Doluya koysam almıyor, boşa koysam dolmuyor;
Çözüm bulabilmek için, sonra düşüneceğim.”
“Sonra”ya bırakılan değerlendirmeler, aslında hayatın anlamını belirleyen sebeplerden uzaklaşmaktır. Şair de bunu eleştiriyor. Çünkü, yaşadığımız ve yaşamadığımız her şeye bahanelere sığınmadan bakmak zorundayız.

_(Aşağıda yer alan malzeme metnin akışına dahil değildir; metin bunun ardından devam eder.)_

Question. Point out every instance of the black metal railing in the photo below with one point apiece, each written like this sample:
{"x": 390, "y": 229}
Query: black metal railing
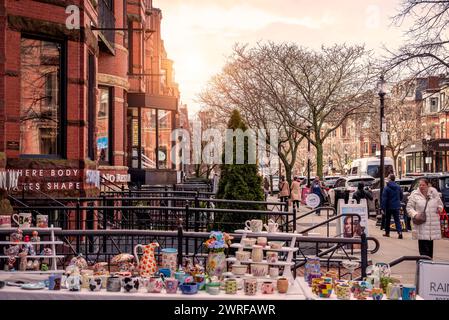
{"x": 106, "y": 20}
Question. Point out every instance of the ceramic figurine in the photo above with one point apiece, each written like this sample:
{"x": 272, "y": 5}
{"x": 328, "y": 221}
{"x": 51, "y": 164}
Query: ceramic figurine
{"x": 147, "y": 265}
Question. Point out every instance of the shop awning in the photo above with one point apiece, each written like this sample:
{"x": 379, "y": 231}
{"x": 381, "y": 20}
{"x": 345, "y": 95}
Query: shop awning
{"x": 145, "y": 100}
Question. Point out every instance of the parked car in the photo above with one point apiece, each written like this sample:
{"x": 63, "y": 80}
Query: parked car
{"x": 329, "y": 181}
{"x": 350, "y": 184}
{"x": 371, "y": 167}
{"x": 374, "y": 205}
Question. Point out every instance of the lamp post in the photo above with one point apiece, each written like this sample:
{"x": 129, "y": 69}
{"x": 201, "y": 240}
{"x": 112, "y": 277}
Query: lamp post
{"x": 383, "y": 129}
{"x": 308, "y": 156}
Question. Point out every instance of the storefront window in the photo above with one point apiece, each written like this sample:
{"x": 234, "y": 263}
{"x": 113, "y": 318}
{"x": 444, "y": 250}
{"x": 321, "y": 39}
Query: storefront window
{"x": 40, "y": 105}
{"x": 103, "y": 128}
{"x": 149, "y": 139}
{"x": 165, "y": 129}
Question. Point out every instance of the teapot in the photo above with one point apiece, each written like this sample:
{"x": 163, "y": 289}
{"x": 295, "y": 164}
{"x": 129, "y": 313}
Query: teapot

Düşünce yapısına ve dünya görüşüne seslenen bu karanlık iklimde hayatın gerçekleri, ne zaman ve nasıl şekillendiği bilinemeden bütün zamana hükmeder. Bu durumda, Enis Behiç Koryürek’in mısralarında olduğu gibi hayatın anlamının saklı olduğu günlük hayatın iki yüzü farklı atmosferde akar:
“Şen günler bir kırlangıç
Gibi vuruyor kanat...
Kederli günler sanki
Kurulmamış bir saat...”
Geçmek bilmeyen zaman içinde hızla akan günler bir tarafa; bugün, çağın ilginç yanlarından biri de sürekli tüketen, tutkularının esiri olan, gösterişe dayalı yaşama biçimini özendiren, sahte ilişkilere dayalı ve anlamı giderek azalan bir hayat anlayışının gündemde tutulmasıdır. Diğer taraftan bütün hayat boyunca yaşanacak şeylerin temeli günlük hayatta atıldığı için, hayatın gerçekleri bir başka özlem ve ümit içinde sorumlu ve yürekli insanları beklemektedir. Ömer Hayyam, bir rubâîsinde, günün ihtiyacını karşılarken sahteciliğe aldanmamak için uyarıda bulunur:
“Dünyayı allar pullar boyarlar gözünü;
Aklı olan hor görür süsünü püsünü
Kimler geldi gitti, kimler gelip gidecek,
Al gitmeden alacağını, doyur gönlünü.”
Hayatın gerçeklerini arayışta sürekli çabalayan insan, günlük hayatı değerlendirerek hangi yol üzerinde yürüyeceğini belerler. Hayatın hangi gerçeklerinin hedefini besleyip beslemediğini bilerek, birtakım ayarlamalar yaptıktan sonra insanlığa temel kurar. Bu noktaya geldikten sonra zamanı kirlerinden arıtarak en büyük tehlikeyi de önlemiş olur. Sonrasında da düşünerek, hissederek, engelleri aşarak huzur içinde yaşar.